Sore ini kami berdua. Menikmati senja dengan ditemani kopi seduhan suamiku. Dia pandai sekali meracik kopi, bahkan sudah terlalu hafal mana kopi yang enak dan bagaimana cara penyajiannya. Kelebihan yang akhirnya aku menjatuhkan pilihan untuk mau dinikahinya.

“Senjanya cantik, ya? Tapi tentu saja lebih cantik kamu!”

“Hilmi tampan, kalo senja lebih cantik, aku yakin kamu bakalan menikahi senja, bukan menikahiku!” dia tertawa.

Ah, dia bukan pria yang pandai merayu. Dia payah dalam berkata-kata, tapi hebat kalau di atas ranjang.

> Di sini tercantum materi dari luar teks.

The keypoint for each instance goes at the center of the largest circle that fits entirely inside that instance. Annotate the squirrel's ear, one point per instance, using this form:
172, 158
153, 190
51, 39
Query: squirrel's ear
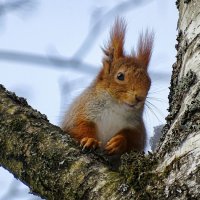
115, 47
145, 48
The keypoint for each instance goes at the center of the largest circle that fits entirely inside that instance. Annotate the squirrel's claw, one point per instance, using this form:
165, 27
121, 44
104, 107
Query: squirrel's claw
116, 145
89, 143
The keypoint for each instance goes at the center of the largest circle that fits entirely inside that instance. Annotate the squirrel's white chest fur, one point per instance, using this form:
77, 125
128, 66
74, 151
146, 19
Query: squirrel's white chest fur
113, 118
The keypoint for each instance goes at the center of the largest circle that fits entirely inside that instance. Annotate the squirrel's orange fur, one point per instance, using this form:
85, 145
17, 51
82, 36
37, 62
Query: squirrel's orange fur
108, 114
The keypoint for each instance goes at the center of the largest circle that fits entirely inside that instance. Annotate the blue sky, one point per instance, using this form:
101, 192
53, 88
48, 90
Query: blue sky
58, 28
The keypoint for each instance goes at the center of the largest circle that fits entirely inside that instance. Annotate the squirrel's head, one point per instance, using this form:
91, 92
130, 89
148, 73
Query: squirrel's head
125, 77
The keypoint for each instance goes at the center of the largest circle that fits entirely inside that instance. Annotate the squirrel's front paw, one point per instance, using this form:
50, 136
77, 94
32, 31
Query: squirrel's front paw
116, 145
88, 143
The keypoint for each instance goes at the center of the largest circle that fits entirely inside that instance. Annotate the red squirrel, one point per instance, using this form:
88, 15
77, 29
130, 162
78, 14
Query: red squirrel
108, 114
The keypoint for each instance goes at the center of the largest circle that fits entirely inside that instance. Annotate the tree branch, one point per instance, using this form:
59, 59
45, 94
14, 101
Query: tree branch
46, 159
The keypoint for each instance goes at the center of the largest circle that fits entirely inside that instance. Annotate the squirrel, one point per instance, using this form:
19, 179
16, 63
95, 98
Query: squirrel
108, 114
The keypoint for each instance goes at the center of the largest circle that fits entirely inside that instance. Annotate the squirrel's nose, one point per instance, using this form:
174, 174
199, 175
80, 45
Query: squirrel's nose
139, 98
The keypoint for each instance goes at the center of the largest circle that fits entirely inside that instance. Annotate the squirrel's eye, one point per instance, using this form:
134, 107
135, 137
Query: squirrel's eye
120, 76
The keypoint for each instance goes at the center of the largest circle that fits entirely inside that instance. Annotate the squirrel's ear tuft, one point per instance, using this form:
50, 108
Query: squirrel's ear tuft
115, 47
145, 48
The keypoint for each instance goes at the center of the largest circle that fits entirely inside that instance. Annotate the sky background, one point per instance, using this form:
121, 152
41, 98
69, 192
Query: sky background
58, 29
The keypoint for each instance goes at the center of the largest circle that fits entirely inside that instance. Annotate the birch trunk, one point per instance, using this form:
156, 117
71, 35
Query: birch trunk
54, 167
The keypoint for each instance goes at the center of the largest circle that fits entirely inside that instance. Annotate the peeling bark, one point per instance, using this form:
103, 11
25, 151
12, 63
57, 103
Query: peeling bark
54, 167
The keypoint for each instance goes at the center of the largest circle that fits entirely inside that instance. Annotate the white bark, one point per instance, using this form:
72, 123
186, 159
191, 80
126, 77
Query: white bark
181, 146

Dia tersenyum kembali dan menatapku lama, “Aku yang oon atau kau yang terlalu pintar, ya?”

“Kayaknya kita sama-sama oon deh, makanya saling tertarik dan mau menikah…”

“Res, kita belum bulan madu, kan?”

“Ya Allah…Hilmi, bulan madu menurutku adalah malam pertama kita bercinta. Ternyata kamu hiper juga sampai aku kewalahan heheh!”

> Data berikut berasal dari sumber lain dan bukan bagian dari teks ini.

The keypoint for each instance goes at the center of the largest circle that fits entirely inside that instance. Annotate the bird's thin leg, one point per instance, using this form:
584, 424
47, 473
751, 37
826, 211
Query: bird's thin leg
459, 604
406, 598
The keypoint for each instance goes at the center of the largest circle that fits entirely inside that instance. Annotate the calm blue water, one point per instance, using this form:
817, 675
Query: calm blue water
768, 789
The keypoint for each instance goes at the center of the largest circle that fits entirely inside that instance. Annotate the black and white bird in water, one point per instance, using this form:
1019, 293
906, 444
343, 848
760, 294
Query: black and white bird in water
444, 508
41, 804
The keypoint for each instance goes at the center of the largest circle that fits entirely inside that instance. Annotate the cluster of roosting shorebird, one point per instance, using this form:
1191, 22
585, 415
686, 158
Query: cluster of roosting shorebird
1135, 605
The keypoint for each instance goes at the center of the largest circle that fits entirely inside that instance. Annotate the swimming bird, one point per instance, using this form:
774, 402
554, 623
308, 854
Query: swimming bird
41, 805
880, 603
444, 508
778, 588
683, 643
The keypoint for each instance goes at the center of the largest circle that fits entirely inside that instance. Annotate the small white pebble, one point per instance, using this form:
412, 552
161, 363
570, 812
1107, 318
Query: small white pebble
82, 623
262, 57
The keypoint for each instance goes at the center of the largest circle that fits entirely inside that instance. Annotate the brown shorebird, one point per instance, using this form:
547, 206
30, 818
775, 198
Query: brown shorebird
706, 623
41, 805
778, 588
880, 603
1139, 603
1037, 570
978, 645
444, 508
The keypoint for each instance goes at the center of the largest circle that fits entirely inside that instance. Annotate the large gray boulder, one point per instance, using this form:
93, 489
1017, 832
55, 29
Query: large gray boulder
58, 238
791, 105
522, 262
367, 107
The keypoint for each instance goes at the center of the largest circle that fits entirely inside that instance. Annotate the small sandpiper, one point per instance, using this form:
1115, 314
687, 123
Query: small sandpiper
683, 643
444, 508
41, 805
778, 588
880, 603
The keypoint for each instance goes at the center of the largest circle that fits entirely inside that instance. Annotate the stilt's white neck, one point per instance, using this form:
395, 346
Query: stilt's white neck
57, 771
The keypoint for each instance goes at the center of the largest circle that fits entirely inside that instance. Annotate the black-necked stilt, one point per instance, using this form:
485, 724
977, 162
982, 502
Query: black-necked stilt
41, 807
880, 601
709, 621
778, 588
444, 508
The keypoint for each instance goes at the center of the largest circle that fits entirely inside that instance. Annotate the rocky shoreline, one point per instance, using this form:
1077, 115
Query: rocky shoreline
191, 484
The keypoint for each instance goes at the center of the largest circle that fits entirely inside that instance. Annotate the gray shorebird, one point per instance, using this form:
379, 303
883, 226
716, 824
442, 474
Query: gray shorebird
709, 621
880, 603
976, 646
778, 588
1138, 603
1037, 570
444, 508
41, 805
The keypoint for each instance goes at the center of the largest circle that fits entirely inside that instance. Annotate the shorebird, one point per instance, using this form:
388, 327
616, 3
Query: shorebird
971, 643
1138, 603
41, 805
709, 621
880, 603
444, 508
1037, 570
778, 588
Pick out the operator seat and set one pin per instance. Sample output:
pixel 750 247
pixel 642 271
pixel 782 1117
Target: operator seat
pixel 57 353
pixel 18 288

“Tapi itu dilakukan di sini, di rumah orang tuamu. Aku ingin kita berdua pergi ke suatu tempat. Ke Paris misalnya. Atau kamu tahu kota terbaik untuk kita berbulan madu?”

Aku sangat menghargai keinginan suamiku. Dia ingin bahagia dan ingin pula membahagiakan aku dengan caranya. Aku pun ingin pergi ke Paris, apalagi hanya berdua. Tentu akan sangat menyenangkan.

“Hilmi sayang, aku punya dua kota terbaik dan terburuk untuk kelangsungan pernikahan kita. Bukan sekedar untuk berbulan madu.”

“Great! Where’s that?”

“Kota terbaik adalah ko ta selingkuh. Dan kota terburuk adalah ko ta setia. Bagaimana?”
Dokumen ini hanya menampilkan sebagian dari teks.